A continuación, identifique los tipos de tareas que deben completarse en el programa de lubricación. Estas tareas se pueden dividir en varias categorías, incluidas las inspecciones, la relubricación de rutina, el muestreo, el trabajo en condiciones y las tareas puntuales. Cada una de estas categorías tendrá pasos importantes que se deben seguir, pero que pueden asignarse a diferentes artesanos y, a menudo, se asignan. Esto puede deberse a la naturaleza del trabajo o la mano de obra de los distintos grupos de la instalación.

Inspecciones

Las tareas más comunes asociadas con la lubricación son las inspecciones relacionadas con el nivel y la calidad del lubricante, así como los accesorios del equipo como respiraderos, filtros, sellos y otros elementos instalados para ayudar en el mantenimiento de la máquina. Estas inspecciones tienden a dominar el número total de tareas en un programa de lubricación. El personal de operaciones realiza con frecuencia algunas de estas inspecciones.

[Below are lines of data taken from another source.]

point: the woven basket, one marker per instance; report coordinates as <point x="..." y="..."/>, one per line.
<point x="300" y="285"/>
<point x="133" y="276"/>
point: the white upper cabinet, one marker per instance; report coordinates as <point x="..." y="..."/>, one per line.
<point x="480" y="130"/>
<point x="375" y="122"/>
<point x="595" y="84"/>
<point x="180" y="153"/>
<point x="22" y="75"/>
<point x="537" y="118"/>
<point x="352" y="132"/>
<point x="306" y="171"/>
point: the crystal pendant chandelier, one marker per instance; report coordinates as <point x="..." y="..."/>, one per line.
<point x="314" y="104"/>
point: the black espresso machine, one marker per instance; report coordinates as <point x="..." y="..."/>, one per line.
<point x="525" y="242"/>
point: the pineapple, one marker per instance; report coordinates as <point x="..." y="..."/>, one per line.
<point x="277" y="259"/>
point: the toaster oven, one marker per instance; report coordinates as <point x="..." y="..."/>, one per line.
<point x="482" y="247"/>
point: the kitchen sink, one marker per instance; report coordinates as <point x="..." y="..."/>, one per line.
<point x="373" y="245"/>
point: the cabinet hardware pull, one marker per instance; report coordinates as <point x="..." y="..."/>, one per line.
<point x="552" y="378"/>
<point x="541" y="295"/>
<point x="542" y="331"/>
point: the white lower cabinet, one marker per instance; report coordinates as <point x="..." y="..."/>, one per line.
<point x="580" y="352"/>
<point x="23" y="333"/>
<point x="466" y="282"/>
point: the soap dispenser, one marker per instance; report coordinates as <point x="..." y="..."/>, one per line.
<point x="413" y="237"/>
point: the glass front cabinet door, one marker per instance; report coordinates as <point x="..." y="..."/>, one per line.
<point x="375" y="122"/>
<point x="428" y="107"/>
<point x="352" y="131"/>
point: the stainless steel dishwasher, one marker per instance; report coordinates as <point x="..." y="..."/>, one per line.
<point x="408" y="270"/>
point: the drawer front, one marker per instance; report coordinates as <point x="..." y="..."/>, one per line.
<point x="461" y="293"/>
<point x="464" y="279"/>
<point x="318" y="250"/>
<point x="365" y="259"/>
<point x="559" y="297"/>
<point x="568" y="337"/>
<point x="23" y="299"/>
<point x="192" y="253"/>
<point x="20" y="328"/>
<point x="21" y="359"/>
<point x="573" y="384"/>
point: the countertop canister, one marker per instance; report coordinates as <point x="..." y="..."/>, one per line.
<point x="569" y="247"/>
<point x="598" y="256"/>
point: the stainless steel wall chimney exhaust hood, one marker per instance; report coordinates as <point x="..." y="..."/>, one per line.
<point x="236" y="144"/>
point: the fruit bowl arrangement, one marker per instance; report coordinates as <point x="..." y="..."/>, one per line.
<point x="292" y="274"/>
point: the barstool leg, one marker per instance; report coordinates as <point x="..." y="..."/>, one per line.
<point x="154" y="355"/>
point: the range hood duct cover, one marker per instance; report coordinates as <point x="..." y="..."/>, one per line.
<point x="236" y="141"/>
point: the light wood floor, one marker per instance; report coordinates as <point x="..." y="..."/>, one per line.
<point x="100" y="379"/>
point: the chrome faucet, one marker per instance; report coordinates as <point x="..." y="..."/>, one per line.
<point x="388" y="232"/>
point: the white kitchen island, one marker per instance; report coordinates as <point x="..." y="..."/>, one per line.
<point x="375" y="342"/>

La idea es que los operadores están cerca del equipo con mucha más frecuencia que otros departamentos, por lo que estas inspecciones pueden convertirse en parte de una ronda diaria o lista de verificación que deben completar los operadores al comienzo de su turno. Esto distribuye aún más la carga de trabajo y permite que más departamentos se involucren en el programa de lubricación.

Independientemente de quién lleve a cabo las inspecciones, existe una tendencia a pasar por alto la ronda de inspección o hacer un “arrastre de lápiz”. Cuando realiza la misma tarea todos los días, es fácil volverse complaciente y simplemente completar la lista de verificación o el documento como si todo estuviera bien, en lugar de tomarse el tiempo y ser consciente de lo que realmente está sucediendo.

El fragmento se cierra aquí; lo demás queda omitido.